Friday, May 08, 2009
"CHIPS: Nanocrystals revolutionize flash memory at Freescale "
For over 15 years Freescale has been using polysilicon floating gates for its embedded flash memories, but about five years ago the company realized that polysilicon gates were going to be subject to process uniformity woes beyond the 90 nanometer node. Now after extensive nanocrystalline process development, Freescale will begin switching all its embedded flash memories to the new nanocrystal architecture. Look for microcontrollers using the nanocrystal flash memories by the second half of 2009. R.C.J.

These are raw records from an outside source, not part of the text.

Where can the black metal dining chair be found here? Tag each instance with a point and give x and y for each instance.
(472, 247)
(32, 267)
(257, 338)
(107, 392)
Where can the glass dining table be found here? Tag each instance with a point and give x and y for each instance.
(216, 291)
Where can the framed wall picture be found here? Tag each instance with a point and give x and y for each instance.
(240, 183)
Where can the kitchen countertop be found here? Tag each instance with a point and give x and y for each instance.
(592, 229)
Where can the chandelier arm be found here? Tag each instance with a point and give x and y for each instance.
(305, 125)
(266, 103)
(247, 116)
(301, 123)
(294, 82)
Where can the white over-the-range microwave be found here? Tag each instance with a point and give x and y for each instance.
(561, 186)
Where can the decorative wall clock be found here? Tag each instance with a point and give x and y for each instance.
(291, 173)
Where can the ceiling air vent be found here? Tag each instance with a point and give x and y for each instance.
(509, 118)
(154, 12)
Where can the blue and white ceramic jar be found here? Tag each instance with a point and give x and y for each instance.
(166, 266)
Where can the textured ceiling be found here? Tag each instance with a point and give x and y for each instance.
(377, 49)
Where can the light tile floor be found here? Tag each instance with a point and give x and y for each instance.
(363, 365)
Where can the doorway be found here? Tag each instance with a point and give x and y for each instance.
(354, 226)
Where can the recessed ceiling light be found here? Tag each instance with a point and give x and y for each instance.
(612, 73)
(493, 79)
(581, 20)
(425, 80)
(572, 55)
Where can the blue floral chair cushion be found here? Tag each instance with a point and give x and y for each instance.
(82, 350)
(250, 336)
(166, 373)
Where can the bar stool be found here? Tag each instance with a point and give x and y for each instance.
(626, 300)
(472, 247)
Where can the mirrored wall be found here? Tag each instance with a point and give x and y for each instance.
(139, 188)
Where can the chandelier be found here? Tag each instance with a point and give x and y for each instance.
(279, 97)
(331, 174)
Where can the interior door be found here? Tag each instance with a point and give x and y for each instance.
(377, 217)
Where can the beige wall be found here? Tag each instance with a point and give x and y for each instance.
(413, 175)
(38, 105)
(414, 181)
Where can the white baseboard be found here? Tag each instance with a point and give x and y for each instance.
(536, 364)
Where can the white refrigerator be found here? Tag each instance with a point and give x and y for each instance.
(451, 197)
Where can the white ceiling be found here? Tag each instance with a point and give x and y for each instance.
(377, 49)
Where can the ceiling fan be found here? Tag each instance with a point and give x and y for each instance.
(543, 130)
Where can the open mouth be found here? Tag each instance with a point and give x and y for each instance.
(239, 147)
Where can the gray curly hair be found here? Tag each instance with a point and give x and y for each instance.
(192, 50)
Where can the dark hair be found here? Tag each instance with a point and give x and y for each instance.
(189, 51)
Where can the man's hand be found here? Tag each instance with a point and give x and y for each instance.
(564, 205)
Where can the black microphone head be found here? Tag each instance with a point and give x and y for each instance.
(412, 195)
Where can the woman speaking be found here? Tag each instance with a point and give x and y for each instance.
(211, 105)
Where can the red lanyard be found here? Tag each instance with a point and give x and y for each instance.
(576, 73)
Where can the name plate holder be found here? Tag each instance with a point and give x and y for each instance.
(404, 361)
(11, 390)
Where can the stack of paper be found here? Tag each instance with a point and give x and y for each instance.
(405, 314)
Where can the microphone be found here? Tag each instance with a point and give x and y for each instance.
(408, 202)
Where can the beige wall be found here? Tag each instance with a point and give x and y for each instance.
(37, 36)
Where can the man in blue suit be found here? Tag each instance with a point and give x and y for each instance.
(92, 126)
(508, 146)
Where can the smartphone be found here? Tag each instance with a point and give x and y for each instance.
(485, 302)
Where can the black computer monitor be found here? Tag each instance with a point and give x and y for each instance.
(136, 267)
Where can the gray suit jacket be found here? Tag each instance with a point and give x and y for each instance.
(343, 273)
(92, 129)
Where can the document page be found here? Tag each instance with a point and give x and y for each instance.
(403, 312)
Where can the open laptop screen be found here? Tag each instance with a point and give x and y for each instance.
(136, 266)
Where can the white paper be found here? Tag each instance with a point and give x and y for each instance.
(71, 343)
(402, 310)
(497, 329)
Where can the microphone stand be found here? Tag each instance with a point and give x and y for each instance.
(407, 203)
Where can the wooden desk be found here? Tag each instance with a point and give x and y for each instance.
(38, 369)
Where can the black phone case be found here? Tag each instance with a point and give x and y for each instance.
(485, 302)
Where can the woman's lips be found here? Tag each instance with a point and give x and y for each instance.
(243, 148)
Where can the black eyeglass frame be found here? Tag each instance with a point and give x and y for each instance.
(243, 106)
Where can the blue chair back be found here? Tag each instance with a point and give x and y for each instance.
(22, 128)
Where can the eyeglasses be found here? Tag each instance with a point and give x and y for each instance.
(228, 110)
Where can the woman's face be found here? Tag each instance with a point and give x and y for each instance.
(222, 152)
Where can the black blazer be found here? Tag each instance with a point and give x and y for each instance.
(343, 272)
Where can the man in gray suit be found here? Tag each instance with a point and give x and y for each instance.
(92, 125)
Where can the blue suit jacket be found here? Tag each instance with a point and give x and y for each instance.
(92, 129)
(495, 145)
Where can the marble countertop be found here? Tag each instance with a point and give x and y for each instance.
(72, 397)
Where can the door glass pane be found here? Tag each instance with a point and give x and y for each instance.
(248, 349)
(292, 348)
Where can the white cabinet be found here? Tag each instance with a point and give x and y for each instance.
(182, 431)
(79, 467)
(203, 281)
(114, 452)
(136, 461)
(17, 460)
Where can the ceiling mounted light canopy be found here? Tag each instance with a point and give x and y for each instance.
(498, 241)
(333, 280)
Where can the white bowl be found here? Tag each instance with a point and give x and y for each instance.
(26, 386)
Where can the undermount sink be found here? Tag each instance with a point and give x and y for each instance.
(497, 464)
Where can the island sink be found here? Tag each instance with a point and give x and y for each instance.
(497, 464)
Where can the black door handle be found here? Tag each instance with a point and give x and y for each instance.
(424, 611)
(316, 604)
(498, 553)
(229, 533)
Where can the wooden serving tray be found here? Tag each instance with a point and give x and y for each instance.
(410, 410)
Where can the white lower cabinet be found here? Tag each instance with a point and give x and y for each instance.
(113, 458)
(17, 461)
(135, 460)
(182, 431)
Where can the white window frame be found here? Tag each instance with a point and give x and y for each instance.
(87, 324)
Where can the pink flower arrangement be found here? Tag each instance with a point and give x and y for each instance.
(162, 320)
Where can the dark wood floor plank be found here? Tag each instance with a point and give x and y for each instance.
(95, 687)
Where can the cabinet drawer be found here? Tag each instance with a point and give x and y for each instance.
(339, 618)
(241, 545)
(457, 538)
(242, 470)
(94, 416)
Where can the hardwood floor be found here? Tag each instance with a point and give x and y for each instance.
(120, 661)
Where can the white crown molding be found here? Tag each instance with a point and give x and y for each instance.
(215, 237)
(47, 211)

Freescale Semiconductor will use silicon nanocrystal thin-films for floating gates— in place of today's polysilicon floating gates—to move embedded flash to advanced processing nodes. Freescale claims reliability as the motivation when describing its switchover to nanocrystals from both the split-gate and single-transistor (1-T) flash architectures it uses today. Freescale built prototype nanocrystal memory devices in 2005, and over the past four years has also experimented with using nitride charge traps as an alternative means of isolating charge and thus tolerating defects at advanced nodes. Because the nanocrystalline film does not have to be cut into gates, it reduces the number of mask layers needed thus lowering costs. A standard CMOS line can be used too, simplifying the processing, and costs, further.